2014-09-07 09:30:22

Nigeria/Somalia: Terrorismus ändert seine Strategie


RealAudioMP3 In Somalia ist ein Schlag gegen den Islamistenterror gelungen – in Nigeria steht er noch aus. Der Anführer der Al Shabaab-Miliz in Somalia wurde am Montag durch einen US-Angriff getötet; Ahmed Abdi Godane war einer der meistgesuchten Terroristen der Welt. Derweil brodelt es in Afrikas bevölkerungsreichstem Land Nigeria weiter. Tausende Menschen verlassen in diesen Tagen Maiduguri, die Hauptstadt des Bundesstaates Borno im Nordosten Nigerias, auf der Flucht vor Boko Haram. Der Anführer der Terrorgruppe, Abubakar Shekau, hatte das Gebiet im August zum „muslimischen Territorium“ erklärt. Fachleute erkennen klare Parallelen zwischen den beiden afrikanischen Terrormilizen in Nigeria und Somalia. Enrico Casale, Afrikanist bei der Missionszeitschrift „Popoli“ der Jesuiten:

„Al Shabaab und Boko Haram haben dieselbe Ausrichtung, dieselbe Wurzel: eine radikale Lesart des Islam. In Somalia haben die Al Shabaab weite Gebiete erobert. Der Tod ihres Anführers Godane durch US-amerikanische Drohnen könnte sie aber in ihrem Feldzug zurückwerfen. Godane hat keine „Nachfolger“ ernannt. So wäre es möglich, dass die Bewegung sich in innere Konflikte verliert. Dann wären aber auch noch kompliziertere Situationen vorstellbar, als wir sie heute in Somalia sehen.“

Somalia hat seit zwei Jahrzehnten praktisch kaum noch staatliche Strukturen. In Nigeria ist die Lage diesbezüglich besser, auch wenn die Regierung nach Ansicht vieler Bürger dem Terror von Boko Haram viel zu wenig entgegensetzt. Casale beobachtet neue Vorgehensweisen bei der nigerianischen Terrormiliz. Waren es in den vergangenen Jahren eher Angriffe auf Schulen und Verwaltungsbüros, mit denen Boko Haram Angst und Tod verbreitete, so haben sich die Terroristen nun auf Entführungen und Eroberungen ganzer Landstriche verlegt.

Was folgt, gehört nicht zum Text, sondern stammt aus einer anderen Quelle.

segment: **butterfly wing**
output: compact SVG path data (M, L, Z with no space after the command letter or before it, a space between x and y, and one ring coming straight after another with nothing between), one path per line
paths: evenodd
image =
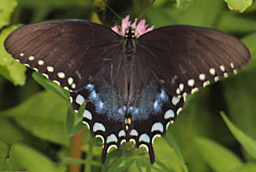
M62 88L80 90L109 64L120 37L101 25L57 20L21 26L5 40L6 50ZM98 49L101 49L100 51Z
M145 62L172 95L186 95L236 73L251 56L238 39L189 26L154 30L139 37L137 46L145 50Z
M119 148L125 139L124 97L127 86L124 77L124 54L118 47L109 55L109 65L101 69L93 82L78 92L71 93L73 108L78 110L86 100L83 122L88 125L93 136L101 137L103 142L102 162L112 146Z
M147 52L137 49L135 63L130 72L131 86L125 121L126 141L134 140L136 146L145 146L151 163L154 163L154 139L165 135L170 123L184 106L183 98L169 95L157 81L146 61Z

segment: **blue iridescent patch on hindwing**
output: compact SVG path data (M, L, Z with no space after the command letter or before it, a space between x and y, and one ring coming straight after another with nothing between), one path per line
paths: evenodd
M137 93L130 106L120 102L116 90L104 81L89 83L71 97L74 110L87 100L83 121L92 135L102 140L102 163L112 146L119 148L123 140L134 140L137 147L146 147L153 163L154 139L166 134L184 106L183 98L169 95L154 81Z

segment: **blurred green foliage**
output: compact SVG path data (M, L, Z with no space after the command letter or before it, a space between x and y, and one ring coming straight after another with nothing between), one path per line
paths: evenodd
M102 142L91 141L73 112L68 94L13 60L3 41L20 24L55 18L120 22L92 0L0 0L0 170L63 171L85 160L68 157L69 136L84 129L84 153L92 171L256 171L256 4L252 0L155 1L143 16L149 25L194 25L218 29L241 39L252 53L237 75L187 98L177 121L154 141L156 162L131 143L112 150L100 163ZM133 18L149 0L109 0L119 15ZM231 9L231 10L230 10ZM243 12L243 13L241 13ZM27 77L26 78L26 77ZM22 87L15 85L24 85ZM44 89L46 90L44 90ZM219 112L224 111L228 116ZM92 154L91 154L92 153ZM88 167L88 166L87 166Z

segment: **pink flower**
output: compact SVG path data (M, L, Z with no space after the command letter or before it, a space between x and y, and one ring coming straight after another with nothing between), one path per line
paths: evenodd
M142 20L137 25L137 19L136 18L134 22L131 24L131 21L129 21L130 15L127 15L125 19L122 20L122 26L117 26L115 25L111 29L117 32L118 34L125 37L125 29L127 27L132 27L135 29L135 37L139 37L140 36L143 35L144 33L147 33L148 32L153 31L154 26L152 26L150 28L147 28L148 26L146 25L146 20Z

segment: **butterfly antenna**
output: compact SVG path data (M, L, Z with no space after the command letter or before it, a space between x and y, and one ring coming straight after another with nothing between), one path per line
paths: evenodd
M104 0L103 0L104 1ZM147 13L148 11L148 9L150 9L150 7L153 5L153 3L155 2L155 0L152 0L150 4L148 5L148 7L147 9L145 9L145 10L143 11L143 13L142 13L142 14L140 14L140 16L138 17L138 19L142 19L142 16L143 16L143 14L145 14L145 13Z
M107 2L105 0L102 0L103 3L105 3L105 5L108 7L108 9L113 14L115 14L118 18L119 18L122 20L122 17L120 17L120 15L119 15L116 12L114 12L114 10L113 9L111 9L111 7L109 7L109 5L107 3Z

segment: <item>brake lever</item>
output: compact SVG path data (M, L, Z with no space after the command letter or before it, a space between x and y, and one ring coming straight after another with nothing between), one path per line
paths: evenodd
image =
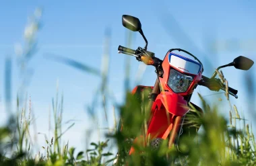
M226 91L226 87L222 87L221 89L222 89L222 90ZM232 96L234 96L236 99L238 98L238 96L237 95L235 95L229 91L228 91L228 94L230 94Z
M137 54L131 54L131 53L129 53L129 52L124 52L124 51L121 51L121 50L119 50L118 53L119 54L125 54L131 55L131 56L135 56L136 58L139 57L139 56L137 55Z

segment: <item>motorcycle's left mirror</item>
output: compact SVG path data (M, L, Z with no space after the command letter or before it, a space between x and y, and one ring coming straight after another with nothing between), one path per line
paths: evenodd
M141 30L141 24L139 19L135 17L129 15L123 15L122 23L124 27L133 32L140 31Z
M235 68L241 70L247 71L253 65L254 62L251 59L239 56L234 59L233 65Z

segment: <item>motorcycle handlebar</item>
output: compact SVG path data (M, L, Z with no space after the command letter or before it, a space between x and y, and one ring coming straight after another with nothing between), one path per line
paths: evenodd
M203 85L207 87L210 90L213 91L219 91L220 89L225 90L225 85L220 81L219 79L210 79L205 76L202 75L202 79L198 83L199 85ZM228 92L231 94L236 95L238 93L238 91L228 87ZM236 97L236 96L235 96Z
M124 52L125 53L129 53L129 54L135 54L135 52L136 52L136 50L135 50L130 49L130 48L128 48L127 47L122 46L119 46L118 47L118 50Z

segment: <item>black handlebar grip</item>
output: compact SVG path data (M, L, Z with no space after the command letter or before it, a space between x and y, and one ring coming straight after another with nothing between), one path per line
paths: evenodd
M231 92L232 93L233 93L234 95L236 95L237 93L238 92L237 90L230 87L228 87L228 91Z
M123 51L125 52L127 52L127 53L130 53L130 54L135 54L135 52L136 52L136 50L135 50L130 49L130 48L122 46L119 46L118 47L118 50Z

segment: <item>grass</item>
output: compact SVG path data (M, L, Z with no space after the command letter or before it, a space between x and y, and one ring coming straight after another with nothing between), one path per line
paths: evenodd
M36 12L36 17L40 15L40 11ZM39 14L38 14L39 13ZM35 17L36 17L35 16ZM32 30L37 30L39 25L38 18L34 20L36 23L29 26ZM36 27L36 28L35 28ZM20 70L26 72L28 67L28 58L32 57L36 32L29 32L27 30L26 42L26 52L21 56ZM104 60L109 58L108 47L110 34L106 33L105 50L103 55ZM131 36L128 40L130 40ZM127 44L131 44L130 42ZM55 59L56 60L56 59ZM57 59L58 60L58 59ZM59 58L59 60L60 60ZM82 70L91 74L100 75L102 82L99 87L98 95L101 98L102 110L104 111L106 119L106 101L111 96L107 86L108 64L102 65L101 74L97 70L91 69L80 63L61 58L61 62L73 67ZM108 61L108 60L107 60ZM5 63L5 98L6 103L9 104L11 99L10 79L11 74L11 63L7 59ZM168 149L167 141L163 141L160 147L157 149L150 146L150 140L145 139L147 126L146 120L148 118L147 112L147 96L149 91L141 93L139 101L137 97L131 95L129 91L129 61L127 62L125 90L127 91L125 101L122 106L117 107L121 122L123 124L123 130L119 132L115 130L118 127L115 122L114 130L107 132L108 140L98 142L91 142L90 149L85 151L76 152L75 147L69 147L69 142L63 142L62 136L73 125L72 123L67 128L62 126L63 111L63 95L59 98L57 88L55 99L52 99L51 112L54 120L53 132L48 137L45 135L46 146L42 147L41 150L32 155L31 149L35 142L31 138L31 125L34 124L33 112L31 109L31 99L29 97L28 104L24 93L18 93L16 99L15 114L10 114L6 126L0 127L0 165L111 165L115 157L113 152L108 151L109 140L115 142L115 146L118 147L120 152L118 165L255 165L255 136L252 132L251 124L246 124L245 117L239 114L234 105L232 105L228 94L226 93L226 101L230 104L229 119L225 119L219 112L222 110L221 104L210 107L205 99L198 94L201 99L204 116L196 118L193 115L187 116L187 124L194 125L201 123L201 132L196 137L191 139L189 135L182 136L179 147ZM218 73L222 81L227 83L222 73ZM26 79L24 78L24 79ZM22 83L21 88L25 89ZM223 102L223 101L222 101ZM28 105L28 106L27 106ZM93 106L93 103L92 103ZM191 111L197 113L191 106ZM90 108L93 109L93 106ZM7 109L11 109L7 107ZM114 108L115 109L115 108ZM132 111L131 111L132 110ZM114 110L114 115L115 114ZM114 117L115 121L116 117ZM193 123L192 123L193 122ZM49 124L51 122L49 119ZM108 128L110 129L110 128ZM127 151L131 145L130 139L142 135L137 143L133 144L137 152L135 155L127 156ZM146 143L146 146L141 146ZM9 155L8 155L9 154Z

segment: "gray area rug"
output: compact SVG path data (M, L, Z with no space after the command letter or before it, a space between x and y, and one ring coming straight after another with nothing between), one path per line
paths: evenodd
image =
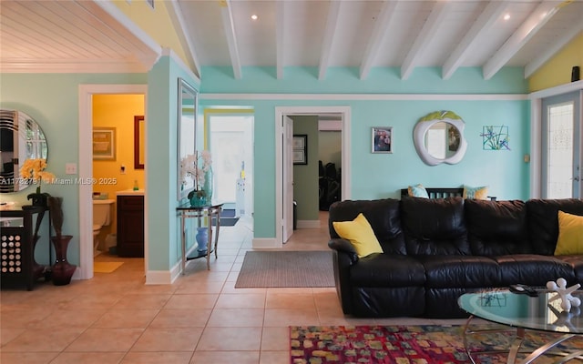
M332 251L248 251L236 288L334 287Z

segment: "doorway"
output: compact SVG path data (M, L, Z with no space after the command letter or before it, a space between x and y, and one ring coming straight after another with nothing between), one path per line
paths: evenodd
M251 222L253 216L253 115L251 109L205 109L213 161L213 199Z
M542 196L581 197L581 92L542 100Z
M94 95L143 95L147 108L148 86L146 85L80 85L79 86L79 180L90 181L93 178L93 96ZM144 113L146 114L146 113ZM148 117L145 116L145 132ZM146 150L146 154L148 151ZM147 178L144 188L147 189ZM79 267L75 278L89 279L93 278L93 209L87 208L93 204L93 185L79 185ZM123 188L122 188L123 189ZM148 211L148 194L144 196L144 210ZM144 227L144 271L148 271L148 224Z
M285 231L290 231L290 219L284 218L292 214L293 206L290 202L290 198L286 198L286 191L289 187L285 187L286 167L292 168L292 158L289 157L289 152L285 151L287 144L293 133L292 129L286 127L284 122L285 116L307 116L321 114L337 114L340 116L342 123L342 192L341 199L350 198L351 190L351 170L350 170L350 112L349 106L281 106L275 109L275 152L276 152L276 168L275 168L275 184L276 184L276 198L275 198L275 241L274 246L270 248L281 248L285 241ZM289 178L288 178L289 179ZM289 234L289 233L288 233ZM261 247L266 248L266 247Z

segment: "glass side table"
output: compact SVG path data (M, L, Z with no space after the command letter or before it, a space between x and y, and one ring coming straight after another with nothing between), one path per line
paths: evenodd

„Das ist ein Strategiewechsel des ganzen islamischen Fundamentalismus. Al Kaida etwa setzte nicht so sehr auf die Kontrolle von Gebieten, sondern auf Terrorakte, vom 11. September 2001 angefangen, London, Madrid und andere. Diese Bewegungen gehen nun anders vor. Sie erobern Gebiete und rufen dort ihre integralistische Lesart des Islam aus, die beispielsweise Frauen von der Öffentlichkeit, ja sogar der Bildung ausschließt und körperliche Strafen für Vergehen gegen das islamische Gesetz vorsieht. Die Terroristen von Boko Haram streben ganz offensichtlich eine Nachahmung des „Islamischen Staates“ für Afrika an. Und sie haben beste Kontakte zu ähnlichen Gruppen, nicht nur Al Shabaab, sondern auch Aqmi, also Al Kaida im Maghreb.“

Nun stehen Boko-Haram-Kämpfer vor Maiduguri. Casale fürchtet, dass der Bundesstaat Borno mit seiner Hauptstadt Maiduguri sich gewissermaßen von Nigeria abspalten könnte – mit dramatischen Folgen für das Gleichgewicht der gesamten Region.

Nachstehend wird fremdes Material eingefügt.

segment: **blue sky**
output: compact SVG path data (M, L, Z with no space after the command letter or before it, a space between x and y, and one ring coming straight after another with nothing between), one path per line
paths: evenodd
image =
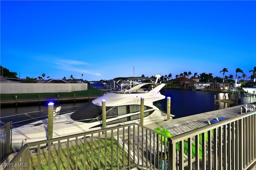
M234 77L256 66L256 1L0 3L1 65L20 78L108 80L134 67Z

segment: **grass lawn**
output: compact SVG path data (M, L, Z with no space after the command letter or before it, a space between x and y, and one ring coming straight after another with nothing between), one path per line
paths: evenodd
M93 152L91 152L91 142L87 142L86 143L85 147L84 148L84 144L78 145L78 170L91 169L91 165L94 170L98 169L99 166L100 167L100 169L105 169L105 159L106 159L107 169L112 169L111 168L112 164L113 165L113 168L116 169L117 167L117 141L114 140L113 144L111 147L111 138L107 138L107 144L108 146L105 148L105 138L100 139L100 164L98 162L98 141L94 140L93 142L92 146ZM119 160L118 164L119 167L125 166L128 164L128 154L124 152L124 165L123 165L123 148L120 145L118 145L119 149ZM76 146L72 146L70 148L69 162L68 162L67 160L67 149L66 148L62 148L60 150L60 169L66 170L68 167L68 164L69 166L69 169L74 170L76 169ZM85 150L85 158L84 159L84 151ZM113 153L113 160L111 160L111 155ZM93 159L92 159L92 154L93 154ZM44 153L40 155L40 169L48 169L48 153ZM85 161L84 162L84 160ZM132 160L131 159L132 163ZM58 150L53 150L51 152L50 167L51 170L58 169ZM84 168L84 166L85 168ZM135 166L132 168L134 168ZM37 169L37 156L31 156L30 158L30 169Z
M72 91L65 93L24 93L24 94L1 94L0 97L1 100L15 100L15 96L17 95L18 99L39 99L58 98L58 95L60 98L73 97L74 94L76 97L99 96L106 93L105 91L100 90L88 86L87 90Z

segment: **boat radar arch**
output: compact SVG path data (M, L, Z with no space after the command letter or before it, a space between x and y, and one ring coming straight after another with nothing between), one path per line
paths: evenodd
M158 79L159 79L159 78L161 77L161 75L160 74L156 74L155 75L155 77L156 77L156 83L157 83L157 81L158 81Z

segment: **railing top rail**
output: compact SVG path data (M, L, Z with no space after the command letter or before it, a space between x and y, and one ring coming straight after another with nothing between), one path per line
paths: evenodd
M226 120L220 121L220 122L218 122L208 125L206 125L205 127L194 129L192 130L172 136L169 138L169 141L172 144L175 143L177 142L187 139L189 137L194 136L197 134L211 130L212 129L218 128L219 127L234 122L238 120L241 119L246 117L248 117L256 114L256 111L250 112L247 113L238 115L236 117L234 117Z

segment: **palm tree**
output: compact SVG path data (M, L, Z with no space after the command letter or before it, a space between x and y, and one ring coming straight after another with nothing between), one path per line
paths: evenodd
M192 77L193 78L197 77L198 78L199 77L199 75L197 74L197 73L194 73L194 75Z
M167 75L164 75L164 81L167 81Z
M228 69L226 68L224 68L223 70L220 71L220 73L221 73L222 72L223 72L222 74L223 75L223 83L224 83L224 75L225 75L225 73L226 72L228 72Z
M45 76L45 74L44 74L44 73L42 73L42 76L43 76L43 77L44 77L44 76Z
M251 78L254 77L253 81L255 82L255 77L256 77L256 67L254 67L253 70L250 70L249 72L252 72L252 75L251 76Z
M238 68L236 70L236 77L237 77L237 73L241 73L244 74L244 72L240 68Z
M239 79L242 78L241 76L238 76L237 77L237 78L238 79L238 82L239 82Z
M228 76L228 78L229 78L229 79L234 79L234 75L230 74L230 75L229 75L229 76Z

„Borno könnte ein autonomes Territorium werden, ähnlich jenem, das IS im Irak ausgerufen hat. Denken wir daran, dass Boko Haram auch Nord-Kamerun bedroht hat. Gefahr bestünde dann auch für den Tschad und andere Nachbarländer. Die Sorge ist wirklich die, dass sich Boko Haram ausbreitet und festigt, vielleicht auch mit Milizen verschmilzt, die im Sahel operieren.“

(rv 06.09.2014 gs)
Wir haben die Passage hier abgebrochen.